Devil is in details. The revised ready recknor (RR) rates, which are effective from today onwards, ranges from a record 225% to 1,000% in Borivli zone comprising Goregaon to Dahisar suburbs in Mumbai. The market value of a flat with built up area of 750 sq ft from Borivli region would increase to Rs 1.80 crore from the present level of Rs 1.35 crore. However, the rise comes at a time when there has been practically no major transactions reported during the last one year from this region. Besides, RR rates for shops come to Rs 10,69,000 per sq mt in Malad east compared to last year’s Rs 82,200 per sq mt.
Further, the stamps and registration department has created a new zone in the Borivli region where the RR rates are hiked in the range of 39.95% to 40.04%. Realty players fear the property buyers would have to shell out more due to revised RR rates, they would also have to pay higher value added tax, service tax and 50% increased stamp duty.
Incidentally, the government has increased construction cost to Rs 17,600 per sq mt from Rs 16,000 per sq mt in Mumbai suburbs while it hiked to Rs 19,200 per sq mt from Rs 17,500 per sq mt in Mumbai city.
But the government has reduced RR rates by 89.52% for shops in Malvani in the north Mumbai from 20% in 2012. RR rates have also been decreased to 12% to 12.01% in south Mumbai for land, residential, office and shops.
Realty industry official, who did not want to be identified, told Business Standard, “Hike in RR rates will also adversely impact the redevelopment of old and dilapidated buildings from Mumbai’s western suburbs in particular. There won’t be sufficient buyers at this price.

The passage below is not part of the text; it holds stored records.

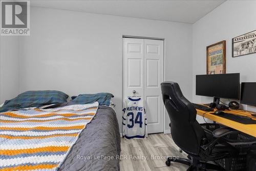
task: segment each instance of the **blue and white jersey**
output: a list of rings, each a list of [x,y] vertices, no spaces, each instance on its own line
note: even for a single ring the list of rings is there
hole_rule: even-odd
[[[144,102],[141,98],[125,99],[123,109],[123,137],[126,139],[147,137],[146,116]]]

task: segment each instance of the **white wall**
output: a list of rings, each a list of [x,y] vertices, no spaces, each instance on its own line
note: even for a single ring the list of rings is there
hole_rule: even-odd
[[[241,82],[256,82],[256,53],[232,58],[232,38],[256,30],[256,1],[227,1],[193,24],[193,91],[195,103],[212,98],[196,96],[196,75],[206,74],[206,46],[226,41],[227,73],[241,73]],[[252,106],[245,109],[256,111]],[[202,118],[199,120],[202,121]]]
[[[0,104],[19,92],[19,38],[0,37]]]
[[[111,92],[121,128],[122,35],[129,35],[165,39],[165,79],[192,100],[191,25],[34,7],[30,15],[30,36],[21,38],[20,91]]]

Besides, government will quash its objective of providing affordable housing if it continues to rise RR rates,” he said.
However, Santhosh Kumar, CEO - Operations, Jones Lang LaSalle India said: “The increase in ready reckoner rates raises the base value of residential properties, thereby enabling the government to charge proportionately higher for stamp duty and registration. It will also reduce the incidence of black money circulation on the property market. At the same time, end users will be impacted by the additional expense. The ready reckoner rates have moved up from anywhere between 10-20%, depending on the location. However, they still do not reflect market reality since they are still below the current market rates in most areas. The problem is that if the market corrects, the ready reckoner rates might not reflect the market realities because they do not move in tandem with market nuances.”

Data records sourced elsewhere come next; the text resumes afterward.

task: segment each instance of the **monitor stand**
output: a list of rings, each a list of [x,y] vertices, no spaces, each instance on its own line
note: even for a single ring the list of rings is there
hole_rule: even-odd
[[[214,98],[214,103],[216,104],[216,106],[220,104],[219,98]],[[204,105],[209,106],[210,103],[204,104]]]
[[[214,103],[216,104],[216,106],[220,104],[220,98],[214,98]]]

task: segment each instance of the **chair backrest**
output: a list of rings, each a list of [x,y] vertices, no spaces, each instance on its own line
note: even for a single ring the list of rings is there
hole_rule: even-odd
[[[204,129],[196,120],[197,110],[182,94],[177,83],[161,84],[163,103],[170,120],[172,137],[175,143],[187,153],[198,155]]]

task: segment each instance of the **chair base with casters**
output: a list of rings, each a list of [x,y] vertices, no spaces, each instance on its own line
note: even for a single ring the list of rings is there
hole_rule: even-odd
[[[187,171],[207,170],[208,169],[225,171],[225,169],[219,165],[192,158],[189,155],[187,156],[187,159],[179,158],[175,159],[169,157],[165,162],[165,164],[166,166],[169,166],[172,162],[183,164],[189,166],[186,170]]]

Samantak Das, director, research and advisory, Knight Frank said, RR rates should reflect the market transaction rates and thereby bring in transparency and reduce cash component. “The revision in RR rates in my opinion should be revised in much more frequent manner instead of currently done annually so that it can reflect market transaction rates. I do not think the hike in RR rates will in any way affect the market sentiments,” he noted.